But tell me, your physician . . . is he a moneymaker, an earner of fees, or a healer of the sick?” - Socrates.
During a period of unemployment, I paid a visit to my dentists surgery. I couldn't get to see my regular dentist and acceded to seeing another dentist. At the end she rattled off lots of treatments I 'needed' then asked how I would like to pay.
Her assistant told the dentist I do not need to pay as I am currently unemployed, to which the dentist backtracked and said that in that case I should be ok for another 6 months, just come back next week for a cleaning.
For two weeks she was on the sick, by the third week I was told she had left the practice. Whether sacked for gross misconduct or left from shame/guilt I do not know.
The question Socrates asks of a physician is a valid one, whether doctor, dentist, optician, et al, are they a moneymaker, an earner of fees, or a healer of the sick?
The temptation for a professional healer to make more money from their patients is great.

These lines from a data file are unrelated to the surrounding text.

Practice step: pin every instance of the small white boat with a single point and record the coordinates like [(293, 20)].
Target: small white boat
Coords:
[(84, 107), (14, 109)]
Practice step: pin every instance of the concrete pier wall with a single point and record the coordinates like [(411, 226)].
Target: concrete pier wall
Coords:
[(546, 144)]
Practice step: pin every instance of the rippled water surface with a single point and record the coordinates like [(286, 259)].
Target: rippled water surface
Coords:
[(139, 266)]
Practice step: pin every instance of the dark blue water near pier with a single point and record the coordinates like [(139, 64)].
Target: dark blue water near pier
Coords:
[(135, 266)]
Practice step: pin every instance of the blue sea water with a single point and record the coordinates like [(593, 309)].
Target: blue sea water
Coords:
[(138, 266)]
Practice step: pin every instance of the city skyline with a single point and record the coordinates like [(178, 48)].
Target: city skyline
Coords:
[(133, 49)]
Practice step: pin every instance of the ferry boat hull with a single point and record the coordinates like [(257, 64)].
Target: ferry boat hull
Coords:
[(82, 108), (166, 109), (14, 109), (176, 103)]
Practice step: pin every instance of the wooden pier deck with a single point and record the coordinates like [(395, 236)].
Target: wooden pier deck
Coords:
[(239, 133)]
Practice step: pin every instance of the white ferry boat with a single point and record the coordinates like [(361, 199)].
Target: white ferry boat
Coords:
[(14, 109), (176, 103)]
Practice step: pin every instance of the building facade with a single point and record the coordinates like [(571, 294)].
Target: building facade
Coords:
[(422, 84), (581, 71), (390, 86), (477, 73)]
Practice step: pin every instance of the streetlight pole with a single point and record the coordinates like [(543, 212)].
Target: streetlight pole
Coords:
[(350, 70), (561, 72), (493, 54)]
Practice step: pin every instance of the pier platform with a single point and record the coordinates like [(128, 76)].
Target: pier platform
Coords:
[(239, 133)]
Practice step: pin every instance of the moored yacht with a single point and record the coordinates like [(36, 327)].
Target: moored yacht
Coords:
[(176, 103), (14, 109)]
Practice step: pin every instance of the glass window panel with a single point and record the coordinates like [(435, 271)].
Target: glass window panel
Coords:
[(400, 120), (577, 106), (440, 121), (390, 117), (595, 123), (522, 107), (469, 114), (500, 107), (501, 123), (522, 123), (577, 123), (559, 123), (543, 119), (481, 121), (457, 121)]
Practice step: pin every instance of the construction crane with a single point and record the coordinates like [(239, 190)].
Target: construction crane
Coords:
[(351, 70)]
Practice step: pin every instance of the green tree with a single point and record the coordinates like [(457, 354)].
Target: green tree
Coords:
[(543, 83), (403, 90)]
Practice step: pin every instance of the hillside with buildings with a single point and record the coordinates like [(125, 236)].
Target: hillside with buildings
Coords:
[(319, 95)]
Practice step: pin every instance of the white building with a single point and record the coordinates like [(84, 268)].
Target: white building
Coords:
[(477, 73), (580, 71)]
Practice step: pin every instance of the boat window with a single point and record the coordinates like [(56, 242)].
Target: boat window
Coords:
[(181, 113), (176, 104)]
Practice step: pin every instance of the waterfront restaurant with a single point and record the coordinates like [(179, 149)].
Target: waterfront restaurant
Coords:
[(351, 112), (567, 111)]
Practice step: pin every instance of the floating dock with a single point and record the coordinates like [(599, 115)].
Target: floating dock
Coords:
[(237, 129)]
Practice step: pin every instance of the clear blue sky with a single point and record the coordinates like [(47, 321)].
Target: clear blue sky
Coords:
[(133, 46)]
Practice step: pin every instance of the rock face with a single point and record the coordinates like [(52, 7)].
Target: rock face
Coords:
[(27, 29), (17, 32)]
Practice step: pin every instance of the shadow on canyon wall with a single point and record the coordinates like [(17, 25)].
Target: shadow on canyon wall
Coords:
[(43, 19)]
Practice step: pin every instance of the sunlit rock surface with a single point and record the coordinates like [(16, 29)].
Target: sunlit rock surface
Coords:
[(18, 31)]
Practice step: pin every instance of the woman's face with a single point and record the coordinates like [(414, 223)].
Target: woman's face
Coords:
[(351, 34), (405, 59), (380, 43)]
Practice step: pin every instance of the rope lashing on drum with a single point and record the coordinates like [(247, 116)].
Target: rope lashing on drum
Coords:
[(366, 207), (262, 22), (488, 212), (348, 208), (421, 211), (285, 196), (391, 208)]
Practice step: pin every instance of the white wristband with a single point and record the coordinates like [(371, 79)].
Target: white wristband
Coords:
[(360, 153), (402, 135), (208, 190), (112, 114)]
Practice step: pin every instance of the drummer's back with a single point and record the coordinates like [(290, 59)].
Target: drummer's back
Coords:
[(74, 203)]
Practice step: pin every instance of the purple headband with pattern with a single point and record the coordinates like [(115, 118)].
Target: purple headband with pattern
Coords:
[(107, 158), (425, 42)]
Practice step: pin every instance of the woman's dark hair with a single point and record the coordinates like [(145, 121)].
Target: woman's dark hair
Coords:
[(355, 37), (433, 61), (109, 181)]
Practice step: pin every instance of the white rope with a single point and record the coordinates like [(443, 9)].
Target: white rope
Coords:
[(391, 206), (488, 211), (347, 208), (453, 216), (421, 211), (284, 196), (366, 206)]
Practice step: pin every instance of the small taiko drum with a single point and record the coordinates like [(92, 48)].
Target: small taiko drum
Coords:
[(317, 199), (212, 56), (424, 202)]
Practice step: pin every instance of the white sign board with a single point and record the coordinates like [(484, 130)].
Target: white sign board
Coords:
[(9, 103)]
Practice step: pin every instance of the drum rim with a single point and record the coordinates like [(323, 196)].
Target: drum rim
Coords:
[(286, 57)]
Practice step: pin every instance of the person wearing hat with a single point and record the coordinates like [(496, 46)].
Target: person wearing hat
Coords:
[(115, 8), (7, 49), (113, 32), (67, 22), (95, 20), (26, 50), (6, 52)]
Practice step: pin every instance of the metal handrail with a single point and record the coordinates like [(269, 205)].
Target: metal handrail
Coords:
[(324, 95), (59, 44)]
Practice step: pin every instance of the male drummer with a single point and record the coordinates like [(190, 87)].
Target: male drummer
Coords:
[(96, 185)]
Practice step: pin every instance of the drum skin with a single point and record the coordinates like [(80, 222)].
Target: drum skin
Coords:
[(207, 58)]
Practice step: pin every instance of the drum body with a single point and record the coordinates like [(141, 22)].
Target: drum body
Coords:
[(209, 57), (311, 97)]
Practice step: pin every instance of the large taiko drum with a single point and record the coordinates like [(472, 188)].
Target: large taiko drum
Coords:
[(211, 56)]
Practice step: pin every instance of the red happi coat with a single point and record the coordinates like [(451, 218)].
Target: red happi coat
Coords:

We have no way of knowing if we are being lied to or the truth is being bent in order that our healers can extract more money from our purse.
Even with an ethical code of practice, even if swearing the Hippocratic oath, how can we be sure these people do not succumb to temptation when taking money from us, or the state for that matter. How can two dentists in the same practice at the same level of qualification find one with many faults and another with none?
The healing profession demands a far higher level of virtue from us as people, something that should be considered before entering the profession, rather than seeing it as a cash-cow. Yet how many of us can truly say we put the pursuit of wisdom and virtue before material trifles and financial gains?